17. Thus, once a person is convicted, then he cannot be acquitted on the basis of compromise. Accordingly, the prayer of the Counsel for the appellant to acquit the appellant on the basis of compromise cannot be accepted and hence, rejected.

18. It is next contended by the Counsel for the appellant that the factum of compromise can be considered while determining the question of sentence.

19. The Supreme Court in the case of Mukesh Kumar Vs. State of Rajasthan reported in (2013) 11 SCC 511 has held as under :

“8. The Court has not sentenced the appellants to imprisonment for the offence punishable under Section 324 read with Section 34 IPC separately as the sentence awarded for the offence punishable under Section 326 read with Section 34 IPC was considered enough. The fact, however, remains that the appellants stand convicted for a non-compoundable offence. The settlement/compromise and the prayer for composition based on the same, therefore, remains inconsequential in the light of the judgment of this Court in Ram Lal v. State of J&k [(1999) 2 SCC 213 ] where this Court has held that an offence can be compounded only if it is compoundable no matter the court may (sic) take into consideration the settlement between the parties while awarding sentence to the appellants. The following passage is apposite in this regard: (SCC p. 214, paras 3-5)

3. … Section 320 which deals with ‘compounding of offences’ provides two Tables therein, one containing descriptions of offences which can be compounded by the person mentioned in it, and the other containing descriptions of offences which can be compounded with the permission of the court by the persons indicated therein. Only such offences as are included in the said two Tables can be compounded and none else.

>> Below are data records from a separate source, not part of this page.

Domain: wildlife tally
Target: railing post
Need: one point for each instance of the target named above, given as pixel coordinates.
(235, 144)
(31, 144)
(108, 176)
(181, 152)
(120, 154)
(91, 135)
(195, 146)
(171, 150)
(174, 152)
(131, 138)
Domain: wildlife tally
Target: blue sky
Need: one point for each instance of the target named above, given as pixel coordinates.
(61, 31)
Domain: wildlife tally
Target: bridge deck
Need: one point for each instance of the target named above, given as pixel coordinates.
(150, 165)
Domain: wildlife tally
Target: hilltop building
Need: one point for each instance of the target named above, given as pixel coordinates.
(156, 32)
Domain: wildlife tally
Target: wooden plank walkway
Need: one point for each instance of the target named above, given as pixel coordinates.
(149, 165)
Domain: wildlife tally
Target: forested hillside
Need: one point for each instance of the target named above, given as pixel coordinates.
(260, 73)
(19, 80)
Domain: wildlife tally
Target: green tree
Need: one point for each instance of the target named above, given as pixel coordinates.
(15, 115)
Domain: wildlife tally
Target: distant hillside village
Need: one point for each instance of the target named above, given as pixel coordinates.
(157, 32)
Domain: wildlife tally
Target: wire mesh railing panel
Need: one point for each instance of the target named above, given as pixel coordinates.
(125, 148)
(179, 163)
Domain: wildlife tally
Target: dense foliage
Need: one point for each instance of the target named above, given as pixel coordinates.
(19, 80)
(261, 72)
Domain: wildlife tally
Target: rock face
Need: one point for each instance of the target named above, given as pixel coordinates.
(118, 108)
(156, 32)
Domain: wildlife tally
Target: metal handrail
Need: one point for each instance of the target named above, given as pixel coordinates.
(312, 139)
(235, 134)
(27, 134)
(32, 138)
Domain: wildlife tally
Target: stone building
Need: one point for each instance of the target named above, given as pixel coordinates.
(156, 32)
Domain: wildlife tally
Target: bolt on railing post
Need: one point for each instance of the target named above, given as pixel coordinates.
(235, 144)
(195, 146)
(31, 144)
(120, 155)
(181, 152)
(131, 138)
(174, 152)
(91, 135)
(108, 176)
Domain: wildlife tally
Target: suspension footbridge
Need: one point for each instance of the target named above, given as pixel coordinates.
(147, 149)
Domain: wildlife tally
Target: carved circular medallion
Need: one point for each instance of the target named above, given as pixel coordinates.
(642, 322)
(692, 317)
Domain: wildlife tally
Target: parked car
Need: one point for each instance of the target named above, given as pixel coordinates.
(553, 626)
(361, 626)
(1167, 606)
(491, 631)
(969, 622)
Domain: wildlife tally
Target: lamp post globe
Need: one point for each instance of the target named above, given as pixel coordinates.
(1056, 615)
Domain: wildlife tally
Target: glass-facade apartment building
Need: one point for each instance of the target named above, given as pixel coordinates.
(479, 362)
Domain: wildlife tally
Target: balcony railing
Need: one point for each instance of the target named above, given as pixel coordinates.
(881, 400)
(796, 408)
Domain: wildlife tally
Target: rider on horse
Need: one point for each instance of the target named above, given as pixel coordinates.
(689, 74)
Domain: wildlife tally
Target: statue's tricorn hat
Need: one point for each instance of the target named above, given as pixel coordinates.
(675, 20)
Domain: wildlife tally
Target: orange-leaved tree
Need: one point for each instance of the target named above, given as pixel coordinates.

Sub-section (9) of Section 320 of the Code of Criminal Procedure, 1973 imposes a legislative ban in the following terms:

320. (9) No offence shall be compounded except as provided by this section.’ 4. It is apparent that when the decision in Mahesh Chand [ 1990 Supp SCC 681] was rendered, the attention of the learned Judges was not drawn to the aforesaid legal prohibition. Nor was the attention of the learned Judges who rendered the decision in Y. Suresh Babu [(2005) 1 SCC 347] drawn. Hence those were decisions rendered per incuriam. We hold that an offence which law declares to be non-compoundable, even with the permission of the court cannot be compounded at all. The offence under Section 326 IPC is, admittedly, non-compoundable and hence we cannot accede to the request of the learned counsel to permit the same to be compounded.

5. However, considering the fact that the parties have come to a settlement and the victims have no grievance now and considering the further fact that the first appellant has already undergone a period of imprisonment of about six months, a lenient view can be taken and the sentence can be reduced to the period which he has already undergone. We order so and direct the jail authorities to set him at liberty forthwith.”

20. The Supreme Court in the case of Rajendra Harakchand Bhandari Vs. State of Maharashtra, reported in (2011) 13 SCC 311 has held as under :

“13. We must immediately state that the offence under Section 307 is not compoundable in terms of Section 320(9) of the Code of Criminal Procedure, 1973 and, therefore, compounding of the offence in the present case is out of question. However, the circumstances pointed out by the learned Senior Counsel do persuade us for a lenient view in regard to the sentence. The incident occurred on 17-5-1991 and it is almost twenty years since then. The appellants are agriculturists by occupation and have no previous criminal background. There has been reconciliation amongst parties; the relations between the appellants and the victim have become cordial and prior to the appellants’ surrender, the parties have been living peacefully in the village. The appellants have already undergone the sentence of more than two-and-a-half years. Having regard to these circumstances, we are satisfied that ends of justice will be met if the substantive sentence awarded to the appellants is reduced to the period already undergone while maintaining the amount of fine.”